Your little 'un not getting invited to parties is distressing, but frankly this is a feature of school life generally. Our youngest is routinely omitted from what few parties there are because, well, GOK, but cliques have a lot to do with it.

In fact DD2 was recently omitted from one party because that classmate's mother was angry about something she wrongly thought our DD1 had said about her DD1. So she got even with our DD2 by punishing our DD2, by leaving her out of the party to which everyone else in the class was invited.

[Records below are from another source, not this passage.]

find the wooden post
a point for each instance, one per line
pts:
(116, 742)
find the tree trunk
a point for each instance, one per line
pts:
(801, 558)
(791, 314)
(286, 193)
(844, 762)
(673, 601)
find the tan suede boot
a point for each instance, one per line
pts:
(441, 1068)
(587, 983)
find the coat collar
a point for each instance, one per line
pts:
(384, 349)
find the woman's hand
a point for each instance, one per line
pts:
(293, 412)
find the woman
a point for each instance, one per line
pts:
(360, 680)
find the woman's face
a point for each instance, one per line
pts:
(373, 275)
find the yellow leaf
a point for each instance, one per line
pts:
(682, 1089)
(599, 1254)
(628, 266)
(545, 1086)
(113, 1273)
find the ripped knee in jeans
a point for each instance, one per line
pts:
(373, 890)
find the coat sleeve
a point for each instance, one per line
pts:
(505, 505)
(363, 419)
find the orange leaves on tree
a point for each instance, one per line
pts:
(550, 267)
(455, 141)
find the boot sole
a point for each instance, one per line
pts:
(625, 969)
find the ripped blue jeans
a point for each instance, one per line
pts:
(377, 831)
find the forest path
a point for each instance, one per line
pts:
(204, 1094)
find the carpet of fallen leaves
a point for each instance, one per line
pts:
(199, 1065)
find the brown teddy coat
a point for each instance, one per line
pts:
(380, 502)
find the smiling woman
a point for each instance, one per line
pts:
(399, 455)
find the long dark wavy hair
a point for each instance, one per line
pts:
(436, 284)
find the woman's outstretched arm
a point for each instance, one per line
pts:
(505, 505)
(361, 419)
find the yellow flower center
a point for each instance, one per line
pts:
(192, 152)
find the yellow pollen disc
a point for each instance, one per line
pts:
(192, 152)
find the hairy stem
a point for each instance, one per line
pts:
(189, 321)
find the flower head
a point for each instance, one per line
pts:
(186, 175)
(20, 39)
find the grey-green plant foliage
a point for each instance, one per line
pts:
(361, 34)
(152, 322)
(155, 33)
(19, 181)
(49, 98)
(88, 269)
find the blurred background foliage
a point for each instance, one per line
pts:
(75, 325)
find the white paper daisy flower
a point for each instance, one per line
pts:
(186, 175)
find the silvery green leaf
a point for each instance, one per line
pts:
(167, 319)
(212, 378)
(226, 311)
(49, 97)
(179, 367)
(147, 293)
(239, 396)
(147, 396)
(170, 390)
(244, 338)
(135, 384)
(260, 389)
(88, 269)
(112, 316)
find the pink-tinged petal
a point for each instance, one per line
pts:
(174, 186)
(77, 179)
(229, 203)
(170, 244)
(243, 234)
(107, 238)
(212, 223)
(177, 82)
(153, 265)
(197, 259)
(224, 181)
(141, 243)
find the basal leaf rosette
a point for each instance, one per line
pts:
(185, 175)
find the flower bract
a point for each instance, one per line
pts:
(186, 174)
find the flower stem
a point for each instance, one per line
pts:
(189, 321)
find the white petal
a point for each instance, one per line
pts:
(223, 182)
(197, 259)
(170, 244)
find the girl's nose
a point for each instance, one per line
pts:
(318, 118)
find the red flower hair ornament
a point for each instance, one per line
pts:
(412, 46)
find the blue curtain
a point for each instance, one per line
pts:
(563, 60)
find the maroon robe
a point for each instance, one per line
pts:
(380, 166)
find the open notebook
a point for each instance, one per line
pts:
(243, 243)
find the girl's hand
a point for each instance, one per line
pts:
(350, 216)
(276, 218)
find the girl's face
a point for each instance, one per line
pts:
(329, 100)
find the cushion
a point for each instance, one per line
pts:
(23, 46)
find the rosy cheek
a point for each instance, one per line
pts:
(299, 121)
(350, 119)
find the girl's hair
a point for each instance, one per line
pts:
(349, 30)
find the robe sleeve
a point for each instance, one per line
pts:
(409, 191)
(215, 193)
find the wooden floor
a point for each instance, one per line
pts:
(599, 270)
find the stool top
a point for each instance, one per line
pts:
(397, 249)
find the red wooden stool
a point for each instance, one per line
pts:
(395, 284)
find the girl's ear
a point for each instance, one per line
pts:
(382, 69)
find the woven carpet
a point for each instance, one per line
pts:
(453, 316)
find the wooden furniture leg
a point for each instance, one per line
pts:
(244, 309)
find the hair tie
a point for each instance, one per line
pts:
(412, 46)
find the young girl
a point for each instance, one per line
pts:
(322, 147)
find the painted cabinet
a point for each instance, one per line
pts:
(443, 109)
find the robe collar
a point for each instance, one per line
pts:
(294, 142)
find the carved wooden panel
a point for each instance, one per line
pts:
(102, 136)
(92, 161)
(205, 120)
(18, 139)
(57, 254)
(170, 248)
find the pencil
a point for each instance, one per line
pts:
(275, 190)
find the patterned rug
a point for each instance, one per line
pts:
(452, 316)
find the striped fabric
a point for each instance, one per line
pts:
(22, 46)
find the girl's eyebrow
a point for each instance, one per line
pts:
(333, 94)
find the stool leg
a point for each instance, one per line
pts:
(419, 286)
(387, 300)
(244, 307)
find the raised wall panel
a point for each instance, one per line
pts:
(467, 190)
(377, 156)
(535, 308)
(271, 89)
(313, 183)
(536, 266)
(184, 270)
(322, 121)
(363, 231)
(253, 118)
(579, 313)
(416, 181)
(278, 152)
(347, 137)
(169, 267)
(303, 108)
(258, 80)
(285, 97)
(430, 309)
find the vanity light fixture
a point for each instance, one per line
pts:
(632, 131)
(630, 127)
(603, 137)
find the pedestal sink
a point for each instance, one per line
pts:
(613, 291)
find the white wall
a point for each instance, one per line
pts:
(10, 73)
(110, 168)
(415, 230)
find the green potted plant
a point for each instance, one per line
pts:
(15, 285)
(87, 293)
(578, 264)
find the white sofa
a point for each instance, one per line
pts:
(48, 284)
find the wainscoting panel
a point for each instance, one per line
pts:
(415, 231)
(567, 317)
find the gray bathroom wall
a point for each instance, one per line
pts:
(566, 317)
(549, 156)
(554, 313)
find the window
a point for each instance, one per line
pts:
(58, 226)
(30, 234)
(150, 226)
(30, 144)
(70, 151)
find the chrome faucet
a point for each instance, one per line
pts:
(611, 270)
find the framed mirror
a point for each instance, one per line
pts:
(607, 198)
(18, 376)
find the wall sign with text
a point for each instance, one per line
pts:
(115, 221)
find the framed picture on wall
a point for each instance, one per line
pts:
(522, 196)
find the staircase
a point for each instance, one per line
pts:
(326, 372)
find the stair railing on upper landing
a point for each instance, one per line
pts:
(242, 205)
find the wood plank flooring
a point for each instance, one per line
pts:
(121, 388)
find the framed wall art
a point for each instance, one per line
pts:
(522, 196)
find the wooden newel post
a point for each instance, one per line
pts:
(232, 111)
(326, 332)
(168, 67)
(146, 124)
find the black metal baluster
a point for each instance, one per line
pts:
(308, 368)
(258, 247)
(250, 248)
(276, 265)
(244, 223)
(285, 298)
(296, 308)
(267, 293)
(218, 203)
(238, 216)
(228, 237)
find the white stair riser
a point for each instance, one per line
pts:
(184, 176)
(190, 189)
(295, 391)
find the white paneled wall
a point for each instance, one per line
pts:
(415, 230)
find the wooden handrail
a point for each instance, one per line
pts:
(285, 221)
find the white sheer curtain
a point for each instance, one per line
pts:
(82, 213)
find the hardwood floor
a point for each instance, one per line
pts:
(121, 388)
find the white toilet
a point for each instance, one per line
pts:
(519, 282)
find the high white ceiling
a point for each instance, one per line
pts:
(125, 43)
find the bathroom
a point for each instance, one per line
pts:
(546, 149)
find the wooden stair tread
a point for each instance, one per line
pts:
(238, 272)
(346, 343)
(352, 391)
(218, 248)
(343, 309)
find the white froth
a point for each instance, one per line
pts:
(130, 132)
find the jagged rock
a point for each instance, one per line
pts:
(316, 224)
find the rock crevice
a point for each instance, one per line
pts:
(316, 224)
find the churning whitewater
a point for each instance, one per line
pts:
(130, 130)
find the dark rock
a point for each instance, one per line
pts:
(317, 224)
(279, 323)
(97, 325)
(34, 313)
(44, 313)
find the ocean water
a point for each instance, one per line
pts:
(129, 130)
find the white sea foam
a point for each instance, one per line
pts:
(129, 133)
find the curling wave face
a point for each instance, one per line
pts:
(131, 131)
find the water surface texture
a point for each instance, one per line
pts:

Spiteful, spiteful, spiteful bitch.

We got even by inviting her youngest to DD2's party anyway. We are bigger than her, so the spiteful bitch can either accept an invite she doesn't deserve, or turn it down because she'd rather fester in simmering spite.

I digress.

There's fuck all you can do, other than target those mums whose kids your kids like, and try to open a channel there. Above all, try not to fall out with anyone as kids have an annoying habit of becoming best mates with the offspring of exactly those mums.

Mbear · 28/11/2012 13:47

I also work ft and I feel I miss out on things or being able to help out or even meet others - however I felt better about it when I was back in work and settled.
Mat leave was the temporary iyswim, so never wanted to strike up new friendships as I always knew I would be going back and wouldn't have time to easily maintain things.
Ds has little friends at nursery and one of my friends is a nanny. I've found it easy to stay friends with my 'friends' and ds fits in rather than those who have dc the same age.

MummytoKatie · 28/11/2012 15:00

Baby / Toddler groups are cliquey. For about a month. Then you suddenly realise that you are in the clique. I can remember being at a baby group talking to some mums who I'd seen there every week for months about dd latest sleep issue. I was vaguely aware that there were a couple of new mums who weren't really talking to anyone but I'd had an average of 2 hours sleep a night for the past month and I could barely remember my name or dd's name let alone her age which made it hard to be fun and welcoming.

To the new mums I probably seemed like Queen Bee holding court. Whereas in truth I was a hysterical mess who was just trying to find a way of getting through the next few hours. And I just couldn't face letting strangers see that about me.

Anyway.... My point is to keep going to the groups and you'll soon find yourself part of things.